Of all of the "oddities" to come out of Tesla over the last decade or so, the one thing the company was never stupid enough to do - amidst what appears to be a neverending flurry of lawsuits and legal problems - was drop its D&O insurance.
Directors and officers insurance is "liability insurance payable to the directors and officers of a company, or to the organization(s) itself, as indemnification (reimbursement) for losses or advancement of defense costs in the event an insured suffers such a loss as a result of a legal action brought for alleged wrongful acts in their capacity as directors and officers."
D&O insurance is absolutely vital for any public company, but especially for a company that finds itself embroiled in far more controversy and litigation than others.
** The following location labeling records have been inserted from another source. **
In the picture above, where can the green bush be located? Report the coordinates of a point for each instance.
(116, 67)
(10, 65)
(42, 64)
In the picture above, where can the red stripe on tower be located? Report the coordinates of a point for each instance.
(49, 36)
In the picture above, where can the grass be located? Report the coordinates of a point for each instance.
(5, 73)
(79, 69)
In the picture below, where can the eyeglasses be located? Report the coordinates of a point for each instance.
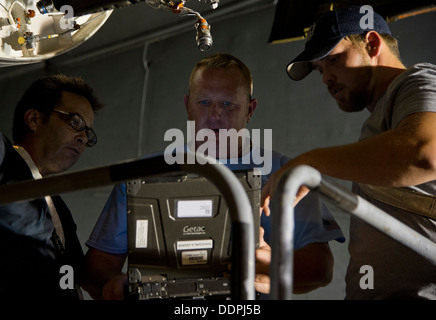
(78, 123)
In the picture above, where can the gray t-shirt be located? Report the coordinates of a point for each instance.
(396, 271)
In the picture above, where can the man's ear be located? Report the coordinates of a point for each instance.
(374, 43)
(186, 100)
(251, 107)
(32, 118)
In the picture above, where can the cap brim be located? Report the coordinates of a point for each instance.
(301, 66)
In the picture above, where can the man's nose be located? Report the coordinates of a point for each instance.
(327, 77)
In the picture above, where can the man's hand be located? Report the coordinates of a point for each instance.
(114, 289)
(269, 188)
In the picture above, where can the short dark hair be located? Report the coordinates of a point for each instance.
(390, 41)
(44, 94)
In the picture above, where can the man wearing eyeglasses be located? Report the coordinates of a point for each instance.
(52, 126)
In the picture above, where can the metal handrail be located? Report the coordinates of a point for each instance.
(283, 224)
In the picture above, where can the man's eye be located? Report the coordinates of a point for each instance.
(204, 102)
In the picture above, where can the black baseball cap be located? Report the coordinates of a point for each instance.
(329, 30)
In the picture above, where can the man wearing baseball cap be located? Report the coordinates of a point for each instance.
(393, 165)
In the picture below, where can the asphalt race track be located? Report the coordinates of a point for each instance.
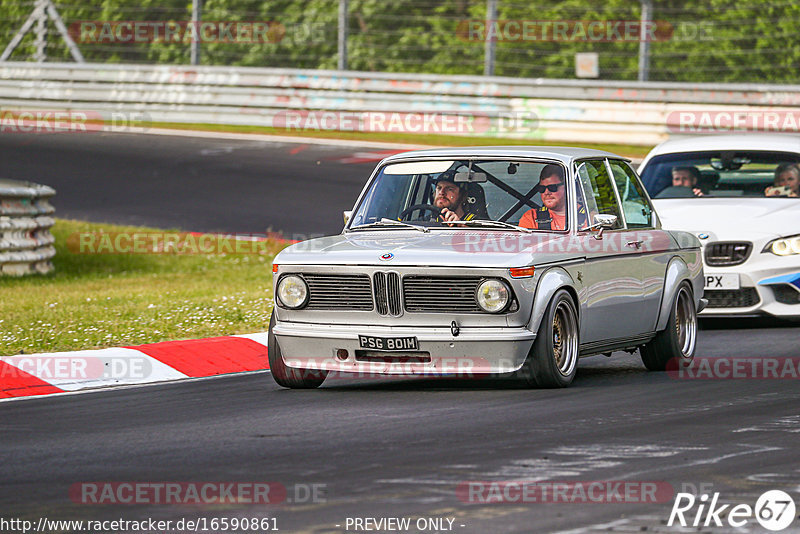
(375, 448)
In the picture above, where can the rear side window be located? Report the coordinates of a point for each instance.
(638, 213)
(598, 191)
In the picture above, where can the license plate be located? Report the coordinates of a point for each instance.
(722, 281)
(388, 343)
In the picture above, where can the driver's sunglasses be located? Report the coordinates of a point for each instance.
(552, 187)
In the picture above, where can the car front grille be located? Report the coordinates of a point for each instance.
(786, 294)
(442, 294)
(390, 295)
(339, 292)
(725, 254)
(732, 298)
(386, 288)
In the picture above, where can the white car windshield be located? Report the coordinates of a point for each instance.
(732, 173)
(476, 190)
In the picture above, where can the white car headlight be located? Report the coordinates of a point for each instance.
(785, 246)
(493, 296)
(293, 292)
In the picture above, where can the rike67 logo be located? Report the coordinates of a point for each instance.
(774, 510)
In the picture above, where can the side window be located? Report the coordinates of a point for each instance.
(638, 212)
(598, 191)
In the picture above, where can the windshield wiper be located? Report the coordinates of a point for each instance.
(486, 222)
(388, 222)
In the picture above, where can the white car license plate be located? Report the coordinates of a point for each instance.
(722, 281)
(388, 343)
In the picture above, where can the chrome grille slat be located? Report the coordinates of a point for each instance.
(393, 293)
(379, 290)
(386, 290)
(440, 294)
(725, 254)
(333, 291)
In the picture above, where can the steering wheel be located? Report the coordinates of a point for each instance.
(423, 207)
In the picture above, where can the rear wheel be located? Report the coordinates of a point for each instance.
(676, 342)
(289, 377)
(553, 359)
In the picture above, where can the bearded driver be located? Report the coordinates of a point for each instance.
(553, 214)
(452, 200)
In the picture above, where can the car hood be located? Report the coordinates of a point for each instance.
(731, 219)
(437, 248)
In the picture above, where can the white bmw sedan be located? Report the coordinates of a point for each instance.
(740, 195)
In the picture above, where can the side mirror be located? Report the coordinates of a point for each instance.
(603, 222)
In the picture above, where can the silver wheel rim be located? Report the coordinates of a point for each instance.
(565, 338)
(685, 323)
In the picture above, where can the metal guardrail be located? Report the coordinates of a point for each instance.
(26, 244)
(642, 113)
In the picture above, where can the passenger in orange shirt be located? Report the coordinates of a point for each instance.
(553, 214)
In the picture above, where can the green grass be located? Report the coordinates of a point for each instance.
(100, 300)
(632, 151)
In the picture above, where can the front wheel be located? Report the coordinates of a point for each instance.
(676, 342)
(553, 359)
(289, 377)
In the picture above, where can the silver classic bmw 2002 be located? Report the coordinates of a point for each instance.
(485, 261)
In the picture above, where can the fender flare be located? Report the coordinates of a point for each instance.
(677, 273)
(552, 280)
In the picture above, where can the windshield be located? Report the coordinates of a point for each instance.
(425, 192)
(723, 174)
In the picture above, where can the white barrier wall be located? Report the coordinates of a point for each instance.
(636, 113)
(26, 244)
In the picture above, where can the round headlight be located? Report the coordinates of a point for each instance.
(493, 296)
(293, 291)
(781, 247)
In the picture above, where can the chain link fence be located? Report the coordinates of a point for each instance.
(719, 41)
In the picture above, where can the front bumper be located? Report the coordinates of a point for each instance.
(766, 279)
(473, 351)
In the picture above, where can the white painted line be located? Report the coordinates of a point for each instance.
(259, 337)
(130, 386)
(73, 371)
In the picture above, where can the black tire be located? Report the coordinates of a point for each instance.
(674, 346)
(553, 360)
(289, 377)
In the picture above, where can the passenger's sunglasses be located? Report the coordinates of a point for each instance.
(552, 187)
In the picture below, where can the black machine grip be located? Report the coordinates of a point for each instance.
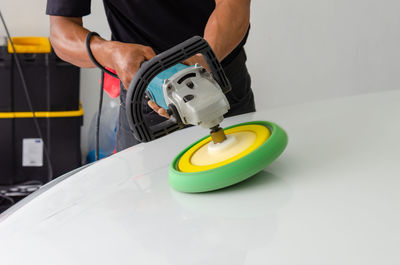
(149, 69)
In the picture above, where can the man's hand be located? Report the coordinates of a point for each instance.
(158, 109)
(126, 58)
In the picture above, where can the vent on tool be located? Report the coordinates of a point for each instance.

Like a company where the CEO bails out his cousin's failing solar company.
Or a company where the CEO openly and brazenly commits securities fraud on Twitter.
But alas, that is the path that Tesla has now taken, making it one of the only major public companies we can remember anytime recently that will go forward indemnified personally by its CEO, instead of carrying insurance. Tesla's newly filed 10-K/A states:
Tesla determined not to renew its directors and officers liability insurance policy for the 2019-2020 year due to disproportionately high premiums quoted by insurance companies. Instead, Elon Musk agreed with Tesla to personally provide coverage substantially equivalent to such a policy for a one-year period, and the other members of the Board are third-party beneficiaries thereof.
The Board concluded that because such arrangement is governed by a binding agreement with Tesla as to which Mr. Musk does not have unilateral discretion to perform, and is intended to replace an ordinary course insurance policy, it would not impair the independent judgment of the other members of the Board.
There's obviously a couple of odd conclusions we can draw from this:
- First, it appears that absolutely no one wants to be on the hook for insuring Tesla, at least at a price that's reasonable. Just like car insurance, D&O insurance premiums rise depending on how much of a risk the insured is.
- Second, we have to ask why Tesla can't pay these premiums regardless. Doesn't the company have $6 billion in the bank and isn't it generating cash consistently?
- Third, Elon Musk's net worth is, by his own admissions, illiquid and tied to the price of Tesla stock. If the stock were to crater as the result of a liability, wouldn't it serious infringe on Musk's ability to providing all of his Directors and Officers with costly legal representation?
Finally, the craziest thing is that Tesla "determining" to drop its coverage comes at a point where the company's legal issues appear to be escalating the most, according to numbers PlainSite pointed out as of January 2020:
Perhaps Musk is just feeling emboldened monetarily and has already accounted for a $750 million payday he has coming if the company's market cap can stay over $100 billion for a couple more days. Recall, just yesterday we noted that Tesla laid off 300 janitors to save $2 million after Musk's net worth had advanced $650 million in April.
Regardless, why might D&O insurance be of extreme importance for Tesla in the future?
"Such coverage can extend to defense costs arising out of criminal and regulatory investigations/trials as well; in fact, often civil and criminal actions are brought against directors/officers simultaneously. Intentional illegal acts, however, are typically not covered under D&O policies."
40 year veteran of Wall Street and well-respected short seller Jim Chanos commented on Twitter:
In 40 years on Wall Street, I have never seen this before. The CEO is insuring the board for negligence.